Statistics
Data Presentation and Interpretation
Central Tendency and Variation
🤓 Study
📖 Quiz
Play audio lesson
Central Tendency and Variation
Measures of Central Tendency
- The three main measures of central tendency are the mean, median, and mode.
- The mean is calculated by adding all the values in a data set and then dividing by the number of values.
- The median is the middle value in a data set once it's been arranged in ascending order. For an even number of values, it's the mean of the middle two.
- The mode refers to the value(s) that appear most frequently in a dataset.
Measures of Variation
- Variability in a dataset can be represented through the range, interquartile range, variance and standard deviation.
- The range is the simplest measure of variation, calculated as the difference between the maximum and minimum values in a data set.
- The interquartile range (IQR), which measures the range of the middle 50% of data, is more resistant to outliers as it excludes the lowest 25% and highest 25% of data values.
- Variance is an average of the squared differences from the mean. High variance indicates values spread far from the mean, and low variance indicates values close to the mean.
- The standard deviation is the square root of the variance. It's used more commonly than variance as it is in original units of measurement, providing a more intuitive understanding of variability.
Understanding Distributions
- When plotting frequency distributions, an histogram is useful for a continuous dataset, while a bar chart is appropriate for categorical data.
- Normal distribution is characterised by a bell-shaped symmetric curve, with the mean, median and mode all at the centre.
- Skewness refers to the degree of asymmetry in the distribution: positive skewness means the right tail is longer, and negative skewness means the left tail is longer.

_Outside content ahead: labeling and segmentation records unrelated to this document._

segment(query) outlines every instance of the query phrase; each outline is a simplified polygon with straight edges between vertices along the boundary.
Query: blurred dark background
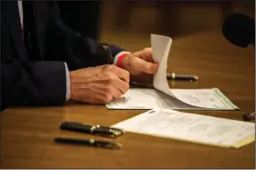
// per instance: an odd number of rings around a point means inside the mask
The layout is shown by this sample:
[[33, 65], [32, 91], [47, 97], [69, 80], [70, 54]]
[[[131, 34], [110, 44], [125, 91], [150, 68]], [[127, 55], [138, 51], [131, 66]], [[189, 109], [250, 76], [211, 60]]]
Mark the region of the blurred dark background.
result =
[[254, 17], [255, 1], [59, 1], [61, 16], [92, 38], [104, 34], [165, 34], [183, 36], [220, 29], [233, 12]]

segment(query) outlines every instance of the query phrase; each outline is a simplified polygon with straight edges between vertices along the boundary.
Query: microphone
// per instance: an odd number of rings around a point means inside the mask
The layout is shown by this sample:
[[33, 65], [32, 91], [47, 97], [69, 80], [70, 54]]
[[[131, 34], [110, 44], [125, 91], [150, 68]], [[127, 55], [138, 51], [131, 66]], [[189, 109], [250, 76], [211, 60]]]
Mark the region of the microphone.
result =
[[229, 15], [222, 25], [222, 34], [226, 39], [243, 48], [249, 45], [255, 46], [254, 30], [254, 19], [239, 13]]

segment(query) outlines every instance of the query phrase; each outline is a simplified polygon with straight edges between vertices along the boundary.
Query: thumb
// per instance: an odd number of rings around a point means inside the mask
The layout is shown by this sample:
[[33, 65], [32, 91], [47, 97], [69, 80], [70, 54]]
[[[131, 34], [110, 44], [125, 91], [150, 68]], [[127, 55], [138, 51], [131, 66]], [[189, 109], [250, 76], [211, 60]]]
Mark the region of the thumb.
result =
[[150, 63], [141, 58], [137, 58], [136, 69], [147, 74], [155, 74], [158, 69], [158, 64]]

- Kurtosis refers to the sharpness of the peak of the frequency-distribution curve: Leptokurtic distributions are sharper than the normal distribution, and platykurtic distributions are flatter.
Making Predictions
- Linear regression can reveal relationships between two continuous variables.
- The correlation coefficient quantifies the direction and strength of a relationship between two variables.

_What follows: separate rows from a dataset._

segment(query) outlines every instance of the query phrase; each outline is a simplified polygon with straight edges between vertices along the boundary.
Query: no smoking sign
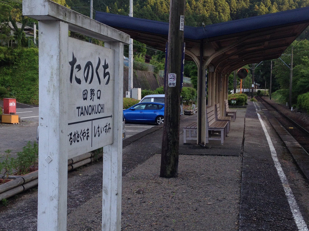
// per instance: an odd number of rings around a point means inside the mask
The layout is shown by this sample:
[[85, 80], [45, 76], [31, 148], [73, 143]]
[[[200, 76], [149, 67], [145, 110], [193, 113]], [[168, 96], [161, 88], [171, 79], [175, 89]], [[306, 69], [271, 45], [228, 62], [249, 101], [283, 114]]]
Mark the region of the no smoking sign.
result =
[[175, 73], [168, 74], [168, 86], [176, 86], [176, 74]]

- The coefficient of determination (R-squared) provides information about the amount of variance explained by the regression model.
- In hypothesis testing, the null hypothesis assumes no significant difference or relationship, while the alternative hypothesis assumes a significant difference or relationship.
Remember that the best data interpretation accounts for both central tendency and variability, since it depicts the general trend and the spread of data points around this trend. While measures of central tendency give you an overview of data, measures of variation will tell you more about the individual data points in your sample.